Al calor de este crecimiento progresivo, el comercio electrónico busca mejorar cada vez más su operativa de modo que el canal online se aún más atractivo para el cliente y sea el elegido como primera alternativa a la hora de comprar. Pero para ello deberá salvar o al menos disminuir algunas barreras que por sus propias características tiene. Una de ellas es la de no poder tocar el producto –en caso de que sea tangible- durante el proceso de compra y tener que esperar a la recepción del mismo –a lo que hay que sumar el plazo de entrega, mayor o menor según el caso-.

Puntos de recogida

Cuando un consumidor compra un artículo de forma online, está deseoso de poder tenerlo entre las manos cuanto antes. Es uno de los grandes retos a los que se enfrenta el comercio electrónico y en el que trabaja constantemente intentando acortar cada vez más los tiempos de entrega y flexibilizando el servicio.

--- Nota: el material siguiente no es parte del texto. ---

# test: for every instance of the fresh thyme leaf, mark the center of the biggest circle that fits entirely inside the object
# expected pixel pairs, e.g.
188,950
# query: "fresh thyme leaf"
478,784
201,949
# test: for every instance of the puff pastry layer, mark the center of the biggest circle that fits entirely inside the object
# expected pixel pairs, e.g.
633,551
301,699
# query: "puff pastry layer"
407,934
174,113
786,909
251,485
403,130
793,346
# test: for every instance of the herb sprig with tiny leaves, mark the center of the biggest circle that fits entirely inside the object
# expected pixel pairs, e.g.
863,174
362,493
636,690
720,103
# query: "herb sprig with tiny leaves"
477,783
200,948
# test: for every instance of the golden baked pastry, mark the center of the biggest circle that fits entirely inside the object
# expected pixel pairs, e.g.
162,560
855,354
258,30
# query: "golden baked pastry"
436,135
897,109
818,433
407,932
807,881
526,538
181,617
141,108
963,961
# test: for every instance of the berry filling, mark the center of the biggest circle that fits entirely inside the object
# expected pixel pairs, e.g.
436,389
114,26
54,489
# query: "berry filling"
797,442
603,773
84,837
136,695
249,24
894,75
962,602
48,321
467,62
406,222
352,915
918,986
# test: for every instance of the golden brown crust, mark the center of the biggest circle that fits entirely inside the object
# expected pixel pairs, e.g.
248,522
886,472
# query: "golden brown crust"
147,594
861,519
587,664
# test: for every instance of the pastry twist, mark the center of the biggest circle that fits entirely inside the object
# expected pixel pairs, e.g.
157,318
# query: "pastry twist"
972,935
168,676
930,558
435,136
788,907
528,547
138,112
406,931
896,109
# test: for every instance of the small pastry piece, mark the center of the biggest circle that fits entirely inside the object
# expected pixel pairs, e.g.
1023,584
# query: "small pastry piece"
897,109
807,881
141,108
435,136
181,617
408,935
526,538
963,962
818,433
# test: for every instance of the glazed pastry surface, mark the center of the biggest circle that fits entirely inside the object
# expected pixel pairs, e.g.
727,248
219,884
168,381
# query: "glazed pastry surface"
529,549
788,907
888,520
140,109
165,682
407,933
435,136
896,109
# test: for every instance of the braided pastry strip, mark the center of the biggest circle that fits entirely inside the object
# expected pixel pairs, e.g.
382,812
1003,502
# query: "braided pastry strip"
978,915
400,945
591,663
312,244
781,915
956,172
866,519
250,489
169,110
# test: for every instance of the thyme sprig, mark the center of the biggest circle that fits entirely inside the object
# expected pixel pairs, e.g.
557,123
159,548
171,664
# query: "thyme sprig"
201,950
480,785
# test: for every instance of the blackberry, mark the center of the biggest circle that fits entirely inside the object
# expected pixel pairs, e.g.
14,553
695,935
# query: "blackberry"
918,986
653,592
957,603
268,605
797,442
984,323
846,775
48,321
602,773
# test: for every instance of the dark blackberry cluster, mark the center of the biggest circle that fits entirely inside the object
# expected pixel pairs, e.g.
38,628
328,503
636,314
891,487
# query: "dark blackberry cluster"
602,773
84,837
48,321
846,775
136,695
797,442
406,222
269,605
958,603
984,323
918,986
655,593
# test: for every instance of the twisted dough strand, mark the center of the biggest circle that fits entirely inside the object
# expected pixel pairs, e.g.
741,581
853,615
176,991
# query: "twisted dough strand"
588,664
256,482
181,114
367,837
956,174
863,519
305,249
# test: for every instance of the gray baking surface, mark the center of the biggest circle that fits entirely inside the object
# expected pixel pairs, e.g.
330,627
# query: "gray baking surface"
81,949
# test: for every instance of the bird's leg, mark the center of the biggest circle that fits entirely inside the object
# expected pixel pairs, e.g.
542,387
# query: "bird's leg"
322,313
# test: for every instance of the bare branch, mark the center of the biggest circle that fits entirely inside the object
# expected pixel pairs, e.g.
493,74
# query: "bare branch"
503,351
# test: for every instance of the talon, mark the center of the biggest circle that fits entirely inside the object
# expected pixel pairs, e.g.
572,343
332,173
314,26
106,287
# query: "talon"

Prueba de ello es la apuesta que se está haciendo por los puntos de recogida –puntos de entrega- para los artículos comprados de forma online. Una forma en la que el componente logístico de la venta online produce un ahorro de costes y disminuye el porcentaje de entregas fallidas. Por ejemplo Renfe albergará en sus estaciones consignas específicas para la recogida de las compras en el comercio electrónico. Ya contaba con dichas consignas a través de la start up My Pick Box, pero ahora ha convocado un concurso para elegir qué empresa se encargará de las consignas. Otro ejemplo es Amazon que se ha aliado con Correos para utilizar sus más de 2.400 oficinas como una opción de recogida de artículos para sus clientes. Además este gigante del comercio electrónico también ha decidido acercarse más al cliente, creando almacenes más próximos a él de forma que el tiempo de entrega se reduzca más aún.

Otro buen ejemplo es el de Decathlon que ha decidido impulsar aún más sus ventas online a través de la construcción en Barcelona de su segundo centro logístico en España enfocado principalmente para sus ventas online. Con ello se pretende dar un servicio de entrega más rápido a Cataluña, Valencia y Baleares.

Alta tecnología para el servicio de entrega

Otra de las opciones que Amazon tiene en mente es la de utilizar drones para el servicio de entrega. La tecnología al servicio del reparto de las compras online es lo que Amazon ha recogido en su proyecto “Octocopter” y con el que trata de aprovechar al máximo las posibilidades que dan los drones.

Distintas formas de superar los obstáculos a los que se enfrenta el comercio electrónico y que habrá que ver si algunas como la de los “drones repartidores” cuajan en el futuro.